Fig. 3: Perturbations to the activity of FASN/Fas1 or yeast Acc1 specifically downregulate mTORC1, but not mTORC2, independently of FA availability.
From: Malonyl-CoA is a conserved endogenous ATP-competitive mTORC1 inhibitor
a,b, Fasnall treatment does not influence mTORC2 activity in HEK293FT cells. Cells were treated with 25 μM Fasnall or DMSO (–) as the control for 30 min (n = 4 independent experiments). a, Immunoblotting for AKT phosphorylation at S473 was used to assess mTORC2 activity. b, Levels of mTORC2 activity (p-AKTS473/AKT). c,d, Effect of cerulenin treatment (50 μM, 4 h) on cells as in a,b (n = 3 independent experiments). d, Levels of mTORC2 activity (p-AKTS473/AKT). e–i, Neither expression of the acc1S1157A allele nor treatment of yeast cells with cerulenin (20 μM, 2 h) downregulates TORC2 or Snf1 (yeast AMPK) activity. e, Lysates from control (−) or cerulenin-treated wild-type (WT) and acc1S1157A mutant cells were immunoblotted with the indicated antibodies (n = 3 independent experiments). Phosphorylation of Ypk1 was used as the TORC2 readout. Phosphorylation of Snf1 was used as the AMPK activation readout. Total Snf1 was detected with an antibody to a histidine (His) stretch in Snf1. Mal-K blots showing total protein malonylation, which is indicative of intracellular Mal-CoA levels. f–i, Levels of TORC2 activity (p-Ypk1T662/Ypk1; f), TORC1 activity (p-Sch9T737/Sch9; g), Snf1 activation (p-Snf1T210/His; h) and lysine malonylation (Mal-K/Adh1; i). j, Inhibition of FASN downregulates mTORC1 activity independently of lipid availability.
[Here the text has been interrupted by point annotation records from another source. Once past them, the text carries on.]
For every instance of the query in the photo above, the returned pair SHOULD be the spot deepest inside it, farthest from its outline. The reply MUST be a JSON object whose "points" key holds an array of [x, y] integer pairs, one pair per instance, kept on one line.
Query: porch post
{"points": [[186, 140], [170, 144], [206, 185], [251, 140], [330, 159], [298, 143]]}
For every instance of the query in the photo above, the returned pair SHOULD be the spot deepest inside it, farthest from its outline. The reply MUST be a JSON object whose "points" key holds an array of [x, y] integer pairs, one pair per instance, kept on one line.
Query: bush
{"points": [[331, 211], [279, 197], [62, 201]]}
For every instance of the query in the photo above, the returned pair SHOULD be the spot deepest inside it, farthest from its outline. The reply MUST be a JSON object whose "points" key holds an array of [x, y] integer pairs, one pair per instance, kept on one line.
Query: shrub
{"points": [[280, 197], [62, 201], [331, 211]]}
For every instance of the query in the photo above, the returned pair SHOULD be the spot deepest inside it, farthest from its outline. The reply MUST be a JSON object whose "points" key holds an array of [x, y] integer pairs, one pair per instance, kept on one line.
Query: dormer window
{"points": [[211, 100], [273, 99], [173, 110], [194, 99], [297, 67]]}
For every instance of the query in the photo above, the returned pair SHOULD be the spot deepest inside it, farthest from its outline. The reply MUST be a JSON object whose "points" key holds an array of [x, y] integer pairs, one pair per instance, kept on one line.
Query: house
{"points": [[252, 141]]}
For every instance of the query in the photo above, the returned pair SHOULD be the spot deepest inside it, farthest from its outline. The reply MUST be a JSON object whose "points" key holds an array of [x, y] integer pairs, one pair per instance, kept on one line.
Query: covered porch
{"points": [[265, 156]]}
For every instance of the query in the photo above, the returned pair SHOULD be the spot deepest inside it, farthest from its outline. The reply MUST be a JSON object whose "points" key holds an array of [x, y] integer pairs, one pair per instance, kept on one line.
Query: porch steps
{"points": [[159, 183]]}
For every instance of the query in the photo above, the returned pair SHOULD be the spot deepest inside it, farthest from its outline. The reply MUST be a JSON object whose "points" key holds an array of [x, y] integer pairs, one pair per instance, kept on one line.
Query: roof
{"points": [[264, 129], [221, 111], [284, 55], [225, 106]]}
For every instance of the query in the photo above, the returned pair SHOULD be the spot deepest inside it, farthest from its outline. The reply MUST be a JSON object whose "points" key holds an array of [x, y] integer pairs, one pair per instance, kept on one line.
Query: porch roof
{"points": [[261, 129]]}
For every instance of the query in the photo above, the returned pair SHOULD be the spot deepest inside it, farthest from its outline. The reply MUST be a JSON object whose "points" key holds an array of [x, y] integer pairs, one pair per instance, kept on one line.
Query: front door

Immunoblots with lysates from control (−) or Fasnall-treated (25 μM, 30 min) HEK293FT cells supplemented with BSA-conjugated FAs, as indicated, or BSA as a control. Phosphorylation of S6K and 4E-BP1 was used to assay mTORC1 activity (n = 2 independent experiments). b,d,f,g,h,i, Data are the mean ± s.e.m. *P < 0.05; **P < 0.005; ***P < 0.0005; and NS, not significant. Ctrl, control; and Ceru, cerulenin. Source numerical data and unprocessed blots are provided.